Monday, March 23, 2015

Sunday Globe Special: I No Longer Have the Heart For This

You were wondering where the cancer came from?

"Study questions overuse of heart CT scans" by Marilynn Marchione, Associated Press  March 15, 2015

SAN DIEGO — People checked with a heart CT scan after seeing a doctor for chest pain have no less risk of heart attack, dying, or being hospitalized months later than those who take a simple treadmill test or other older exams, a major federal study has found.

The results are a surprise. CT scans, fancy X-rays that give 3-D images of heart arteries, were expected to prove best and instead turned out to be just a reasonable alternative.

Doctors have used these scans for a decade without knowing whether they are better than traditional tests. The federal government funded the $40 million study — the largest ever of heart imaging — to find out.
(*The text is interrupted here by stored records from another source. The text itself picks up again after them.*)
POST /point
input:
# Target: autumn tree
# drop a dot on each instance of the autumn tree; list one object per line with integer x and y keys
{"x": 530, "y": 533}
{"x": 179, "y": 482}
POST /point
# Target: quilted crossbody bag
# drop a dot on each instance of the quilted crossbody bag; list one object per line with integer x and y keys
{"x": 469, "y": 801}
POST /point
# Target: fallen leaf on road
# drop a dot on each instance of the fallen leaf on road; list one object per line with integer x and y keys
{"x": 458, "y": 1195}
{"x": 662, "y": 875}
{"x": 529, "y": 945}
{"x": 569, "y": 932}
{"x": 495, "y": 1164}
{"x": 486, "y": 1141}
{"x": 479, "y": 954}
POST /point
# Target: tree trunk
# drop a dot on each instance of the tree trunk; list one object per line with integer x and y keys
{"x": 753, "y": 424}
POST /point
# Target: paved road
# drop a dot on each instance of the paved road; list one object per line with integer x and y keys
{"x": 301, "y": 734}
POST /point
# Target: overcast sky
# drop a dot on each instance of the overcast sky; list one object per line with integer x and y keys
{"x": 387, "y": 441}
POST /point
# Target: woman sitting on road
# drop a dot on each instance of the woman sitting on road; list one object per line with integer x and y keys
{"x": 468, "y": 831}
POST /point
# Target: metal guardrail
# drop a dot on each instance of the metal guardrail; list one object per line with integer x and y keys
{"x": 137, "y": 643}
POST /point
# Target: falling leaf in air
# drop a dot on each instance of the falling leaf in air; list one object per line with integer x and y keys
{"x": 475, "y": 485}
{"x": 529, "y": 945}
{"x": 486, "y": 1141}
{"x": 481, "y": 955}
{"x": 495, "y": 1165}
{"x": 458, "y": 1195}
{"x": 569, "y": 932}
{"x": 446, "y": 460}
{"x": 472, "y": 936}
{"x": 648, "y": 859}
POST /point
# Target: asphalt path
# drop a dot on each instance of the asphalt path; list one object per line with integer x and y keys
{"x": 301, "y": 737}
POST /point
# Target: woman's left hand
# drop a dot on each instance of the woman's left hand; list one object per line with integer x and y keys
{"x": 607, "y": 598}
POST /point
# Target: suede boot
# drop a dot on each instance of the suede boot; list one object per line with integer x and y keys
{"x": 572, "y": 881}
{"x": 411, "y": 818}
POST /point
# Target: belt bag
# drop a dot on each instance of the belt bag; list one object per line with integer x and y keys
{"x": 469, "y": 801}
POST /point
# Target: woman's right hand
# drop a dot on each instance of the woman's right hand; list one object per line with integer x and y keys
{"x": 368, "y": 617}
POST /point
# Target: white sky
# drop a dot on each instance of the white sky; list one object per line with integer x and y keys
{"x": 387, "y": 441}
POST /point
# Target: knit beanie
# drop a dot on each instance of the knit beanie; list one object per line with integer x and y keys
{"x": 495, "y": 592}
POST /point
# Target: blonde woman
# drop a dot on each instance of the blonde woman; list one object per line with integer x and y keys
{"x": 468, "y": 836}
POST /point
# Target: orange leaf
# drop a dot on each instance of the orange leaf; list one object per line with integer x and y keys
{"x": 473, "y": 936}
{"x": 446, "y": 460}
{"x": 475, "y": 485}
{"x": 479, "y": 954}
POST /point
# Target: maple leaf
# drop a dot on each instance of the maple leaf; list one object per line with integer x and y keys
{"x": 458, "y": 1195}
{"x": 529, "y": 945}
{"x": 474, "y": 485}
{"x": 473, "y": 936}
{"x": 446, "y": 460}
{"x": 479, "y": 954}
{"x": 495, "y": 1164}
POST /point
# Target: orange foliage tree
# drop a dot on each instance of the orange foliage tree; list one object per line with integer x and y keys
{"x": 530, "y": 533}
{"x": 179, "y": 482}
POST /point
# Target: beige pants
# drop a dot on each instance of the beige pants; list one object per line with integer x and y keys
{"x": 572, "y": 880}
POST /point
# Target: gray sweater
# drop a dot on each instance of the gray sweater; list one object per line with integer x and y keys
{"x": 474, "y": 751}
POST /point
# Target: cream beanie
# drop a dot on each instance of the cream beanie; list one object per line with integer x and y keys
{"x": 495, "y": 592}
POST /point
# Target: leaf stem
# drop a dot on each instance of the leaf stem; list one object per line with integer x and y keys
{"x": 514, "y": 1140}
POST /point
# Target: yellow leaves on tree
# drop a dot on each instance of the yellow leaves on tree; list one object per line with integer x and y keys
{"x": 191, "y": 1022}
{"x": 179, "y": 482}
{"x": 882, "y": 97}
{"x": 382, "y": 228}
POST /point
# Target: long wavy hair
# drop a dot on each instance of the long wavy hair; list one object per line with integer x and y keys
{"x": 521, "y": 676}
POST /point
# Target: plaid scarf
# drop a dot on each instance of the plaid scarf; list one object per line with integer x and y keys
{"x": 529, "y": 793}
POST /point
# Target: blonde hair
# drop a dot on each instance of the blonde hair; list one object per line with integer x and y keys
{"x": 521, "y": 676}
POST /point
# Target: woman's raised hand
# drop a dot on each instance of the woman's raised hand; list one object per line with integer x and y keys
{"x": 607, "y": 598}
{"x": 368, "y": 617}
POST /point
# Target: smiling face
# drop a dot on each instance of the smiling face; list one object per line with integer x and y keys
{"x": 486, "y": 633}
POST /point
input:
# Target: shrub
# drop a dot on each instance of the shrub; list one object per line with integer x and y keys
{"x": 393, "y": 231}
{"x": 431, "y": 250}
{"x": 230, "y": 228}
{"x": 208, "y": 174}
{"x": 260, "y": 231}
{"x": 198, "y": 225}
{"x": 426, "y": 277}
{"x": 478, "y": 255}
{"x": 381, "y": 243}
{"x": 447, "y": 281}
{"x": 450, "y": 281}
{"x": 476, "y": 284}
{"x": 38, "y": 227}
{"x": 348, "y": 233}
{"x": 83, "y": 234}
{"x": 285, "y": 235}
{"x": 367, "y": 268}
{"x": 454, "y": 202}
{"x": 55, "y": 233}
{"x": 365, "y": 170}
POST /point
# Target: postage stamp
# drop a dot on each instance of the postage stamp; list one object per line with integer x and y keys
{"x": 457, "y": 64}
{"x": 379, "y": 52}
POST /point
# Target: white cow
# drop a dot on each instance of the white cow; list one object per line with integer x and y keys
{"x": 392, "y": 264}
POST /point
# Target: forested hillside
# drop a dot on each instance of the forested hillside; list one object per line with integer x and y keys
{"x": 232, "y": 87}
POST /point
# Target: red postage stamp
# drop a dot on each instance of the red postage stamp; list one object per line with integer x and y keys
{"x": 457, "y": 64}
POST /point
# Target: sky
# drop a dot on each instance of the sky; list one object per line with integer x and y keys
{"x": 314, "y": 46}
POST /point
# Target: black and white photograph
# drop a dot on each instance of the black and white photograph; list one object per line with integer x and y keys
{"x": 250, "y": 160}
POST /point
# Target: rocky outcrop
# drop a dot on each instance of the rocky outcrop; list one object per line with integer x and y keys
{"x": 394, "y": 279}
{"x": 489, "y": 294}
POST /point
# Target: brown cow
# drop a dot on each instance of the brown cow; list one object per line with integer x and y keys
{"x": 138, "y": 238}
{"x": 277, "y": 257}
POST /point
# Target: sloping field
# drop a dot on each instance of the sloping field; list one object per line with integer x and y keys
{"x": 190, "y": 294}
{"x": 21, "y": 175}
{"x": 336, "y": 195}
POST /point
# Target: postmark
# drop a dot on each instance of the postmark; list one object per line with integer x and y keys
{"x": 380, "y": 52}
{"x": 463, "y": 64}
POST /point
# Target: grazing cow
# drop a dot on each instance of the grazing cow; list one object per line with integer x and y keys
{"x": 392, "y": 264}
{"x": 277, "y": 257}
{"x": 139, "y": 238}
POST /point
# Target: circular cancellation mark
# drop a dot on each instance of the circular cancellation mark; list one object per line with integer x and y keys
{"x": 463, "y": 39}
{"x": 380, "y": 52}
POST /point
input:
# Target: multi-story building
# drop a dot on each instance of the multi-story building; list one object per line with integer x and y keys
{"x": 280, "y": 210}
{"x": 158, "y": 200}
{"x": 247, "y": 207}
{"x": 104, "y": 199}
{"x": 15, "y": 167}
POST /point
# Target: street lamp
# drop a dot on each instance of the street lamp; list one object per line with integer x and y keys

It also revealed how much medical radiation most patients like this — 4 million in the United States each year — are getting. Radiation can raise the risk of developing cancer, yet few doctors are choosing heart tests that do not require radiation, the study showed.

‘‘It’s such a bad reflection on American medicine,’’ said one independent expert, Dr. Eric Topol of the Scripps Clinic in La Jolla, Calif. ‘‘Look at how much radiation they gave these poor people,’’ equivalent to 500 to 700 regular X-rays, he said. ‘‘That is despicable.’’

The study involved more than 10,000 patients in the United States and Canada. Results were released Saturday at an American College of Cardiology conference in San Diego and published online by the New England Journal of Medicine.

Chest pain can stem from something as serious as a clogged artery or as harmless as indigestion.

I always thought it was what I happened to be reading at the time.

CT scans are widely used to diagnose heart problems in emergency rooms. The study aimed to determine their value for people who go to a doctor with new but stable, less severe symptoms suggesting hidden heart disease.